The hon. Gentleman is trying to tempt me down a path that he knows I cannot go down. I have already said that I cannot comment on the judgment that was made and the GMC's decision. That is a matter for it, as I am sure the hon. Gentleman is aware.
The decision to prescribe heroin is based on the clinical judgment of the prescribing doctor, who must be licensed for that purpose. The Department of Health's clinical guidelines recommend that it should be initiated by a specialist practitioner.
In the last year, at the request of the Department of Health and the Home Office, the NTA has convened a consensus group of national and international experts to help it to develop guidance for practitioners on injectable heroin prescribing and to assist local DATs, commissioners and service providers. As a result of that work, the NTA issued guidance on the prescribing of heroin earlier this month.
I appreciate that the prescribing of heroin raises some concerns with those who believe that the aim of Government policy is substantially to increase the number of drug misusers who are prescribed heroin. In fact our aim is to ensure that the small number with a clinical need for heroin treatment can access it.
Local DATs and commissioners of services, including primary care trusts, are responsible for assessing local needs for GP involvement. That includes such issues as supervised consumption schemes, availability of the range of opiate treatments and the most appropriate service configuration.

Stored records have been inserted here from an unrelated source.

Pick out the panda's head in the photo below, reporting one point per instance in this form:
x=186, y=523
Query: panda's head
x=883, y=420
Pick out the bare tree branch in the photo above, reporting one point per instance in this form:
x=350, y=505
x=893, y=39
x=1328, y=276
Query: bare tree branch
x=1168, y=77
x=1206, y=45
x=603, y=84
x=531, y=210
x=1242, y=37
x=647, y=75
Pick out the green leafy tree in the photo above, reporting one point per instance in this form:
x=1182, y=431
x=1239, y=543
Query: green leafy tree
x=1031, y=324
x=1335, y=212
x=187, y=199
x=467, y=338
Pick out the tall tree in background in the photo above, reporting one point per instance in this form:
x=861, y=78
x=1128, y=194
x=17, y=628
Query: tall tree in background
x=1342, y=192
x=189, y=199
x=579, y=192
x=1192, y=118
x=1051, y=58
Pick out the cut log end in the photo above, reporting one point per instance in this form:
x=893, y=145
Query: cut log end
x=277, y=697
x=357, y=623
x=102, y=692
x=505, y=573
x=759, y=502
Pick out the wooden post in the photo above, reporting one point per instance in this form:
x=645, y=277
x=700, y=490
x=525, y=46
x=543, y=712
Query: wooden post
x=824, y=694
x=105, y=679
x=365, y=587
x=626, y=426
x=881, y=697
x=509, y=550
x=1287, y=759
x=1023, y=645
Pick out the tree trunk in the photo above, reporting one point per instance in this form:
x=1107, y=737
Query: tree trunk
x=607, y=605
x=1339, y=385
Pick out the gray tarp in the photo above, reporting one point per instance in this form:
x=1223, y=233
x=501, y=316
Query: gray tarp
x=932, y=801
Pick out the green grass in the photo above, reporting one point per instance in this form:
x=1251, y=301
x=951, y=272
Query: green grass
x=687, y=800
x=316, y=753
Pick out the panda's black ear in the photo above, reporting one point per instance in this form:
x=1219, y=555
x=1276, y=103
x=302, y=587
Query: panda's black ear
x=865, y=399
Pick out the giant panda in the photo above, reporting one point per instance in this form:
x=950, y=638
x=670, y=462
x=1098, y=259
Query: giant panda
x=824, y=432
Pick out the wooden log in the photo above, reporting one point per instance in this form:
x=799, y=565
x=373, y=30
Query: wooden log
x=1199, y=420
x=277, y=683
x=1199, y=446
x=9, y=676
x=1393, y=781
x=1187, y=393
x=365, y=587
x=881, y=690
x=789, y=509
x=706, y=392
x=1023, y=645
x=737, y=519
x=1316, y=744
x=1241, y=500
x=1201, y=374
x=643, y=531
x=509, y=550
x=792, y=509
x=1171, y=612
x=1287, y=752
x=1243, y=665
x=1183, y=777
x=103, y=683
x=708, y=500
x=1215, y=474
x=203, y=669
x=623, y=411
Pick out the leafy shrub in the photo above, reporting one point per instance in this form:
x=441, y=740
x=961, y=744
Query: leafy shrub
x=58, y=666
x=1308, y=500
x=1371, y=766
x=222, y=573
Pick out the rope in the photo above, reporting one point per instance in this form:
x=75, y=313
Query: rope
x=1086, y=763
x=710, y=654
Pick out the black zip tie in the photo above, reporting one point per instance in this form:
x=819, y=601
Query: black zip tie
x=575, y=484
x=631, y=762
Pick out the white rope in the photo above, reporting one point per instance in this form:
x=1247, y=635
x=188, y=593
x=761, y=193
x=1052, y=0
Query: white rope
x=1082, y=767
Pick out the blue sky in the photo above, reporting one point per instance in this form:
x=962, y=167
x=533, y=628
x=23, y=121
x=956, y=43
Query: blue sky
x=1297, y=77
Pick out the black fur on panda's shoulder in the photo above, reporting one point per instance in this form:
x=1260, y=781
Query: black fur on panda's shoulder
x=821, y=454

I have described in detail how the Government have gone about providing drug treatment and guidance and training for doctors. While I cannot comment on the individual case, in the rare and unfortunate event that a medical practitioner appears to have failed to maintain the high standards expected of their profession, they are likely to be suspended and investigated by the GMC's professional conduct committee, an independent process over which, quite properly, I have no influence. It exists to ensure we can expect the highest standards from our medical practitioners.
It being fifteen minutes to Five o'clock, the motion for the Adjournment of the Sitting lapsed, without Question put.